In our yearly Christmas dinner, I help my mom with cooking—from planning the appetisers to garnishing the main dishes. It starts with oysters followed by pan-seared or terrine foie gras before my grandmother’s special dish comes out—a Sole fillet with Champagne Sabayon paired with the most tender capon I have ever tasted. The evening comes to an end when we open the chocolate Christmas balls my mom had hung on our Christmas tree.
This holiday tradition is something I hold dear to my heart as it is a special time spent with family and loved ones, over a delicious festive spread."
Carlo Huerta (Cusco, Peru)
Chef, Samba, Shangri-La at the Fort, Manila
"Christmas will be celebrated differently depending on the city where you live in Peru. Cusco, where I’m from, is the historical capital of the Incan empire before the Spanish arrived.

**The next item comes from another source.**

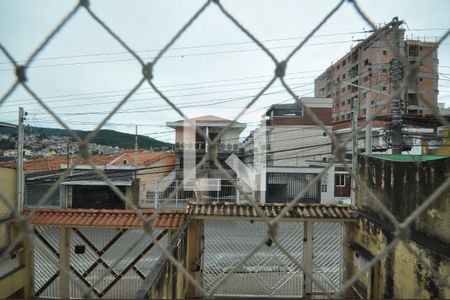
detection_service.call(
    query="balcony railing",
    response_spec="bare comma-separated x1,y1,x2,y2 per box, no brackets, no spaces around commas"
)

Here, we sing villancicos (Christmas carols) and we have fireworks, and we also have competitions for the nacimiento or belen as it is called here. Some are pretty impressive, using fresh moss and mountain plants and feature small scale lakes and rivers.
During the evening on December 24th, our favourite dish is the sweet potato purée roasted with marshmallows, a side which always goes with the turkey that we make with ají panca and stuffed with arroz, beef, raisins, etc. We have lechón for the Noche Buena, and every house has their own version for the arroz arabe, made with raisins, pecans, walnuts, and coke.
But what I really crave for is the chocolate caliente from the Amazon (quillabamba) with the Peruvian panetón—not a typo...we write it like that!"
Chele González (Torrelavega, Spain)
Owner-Chef, Galley by Chele
"The 24th of December is more important than the 25th for many Spanish people, followed by Kings’ Day on January 6th.
The most important day for my family is December 24th. That’s the day when all the members of the family get together and have dinner in the big living room. And then at midnight, we go to the hall where the Christmas tree is as well as all the presents that we open one after the other.
What makes Christmas is the fact that my mum always cooks her signature dish, young lamb, which my sister, Eva (who lives in another province), buys and brings from a very specific town that has some of the best lamb in Spain. It’s a long roasting process with garlic and white wine, which fills the whole house with this particular aroma that reminds me of my family and Christmas. It’s a tradition we follow year after year and it’s the only time of the year she cooks her signature dish. Other favourites are gambas and avocado cocktail, which we always start the dinner with."
Meik Brammer (Uelzen, Germany)
Executive Chef, Manila Mariott Hotel
"In Germany, it is our tradition to get a “Christmas Calendar” before December 1. My mom handcrafts a Christmas calendar with 24 doors to open with small surprises behind each door. This calendar guided me during my childhood to know when Santa Claus will visit our home. In Germany, Santa Claus visits our home on the evening of December 24 and we are allowed to open the Christmas presents after the dinner on the 24th."
Radhey Shayam (Rishikesh, Uttarakhand, North India)
Indian Specialty Chef, Spices, The Peninsula Manila
"Definitely, it’s celebrating our festival of light, Diwali or Deepavali. I remember my parents, cousins, aunts and uncles, grandparents, and neighbours celebrating it with the same enthusiasm that the Philippines celebrates Christmas and New Year’s Eve. It’s been this way for thousands of years with families all over India lighting candles or lamps, or stringing multicoloured lights, inside and outside their houses because it symbolised the victory of good over evil.
Legend has it that Lord Rama killed the demon king Ravana with his army of good and rescued his wife, Sita. To welcome Lord Rama back after years of exile, the entire city was decorated with diyas (earthen lamps). Diwali or Deepavali is Sanskrit for a row of lights. I remember my mother cleaning our house from top to bottom because we believe that Lakshmi (the goddess of wealth) favours clean houses, and she would always buy new kitchenware.
Later in the day, we would visit the homes of relatives, giving and receiving gifts of barfi, which is like a candy made from condensed milk and sugar mixed with cashews or peanuts, mangoes, coconut, and spices like cardamom or rose water. And we pop a lot of firecrackers!"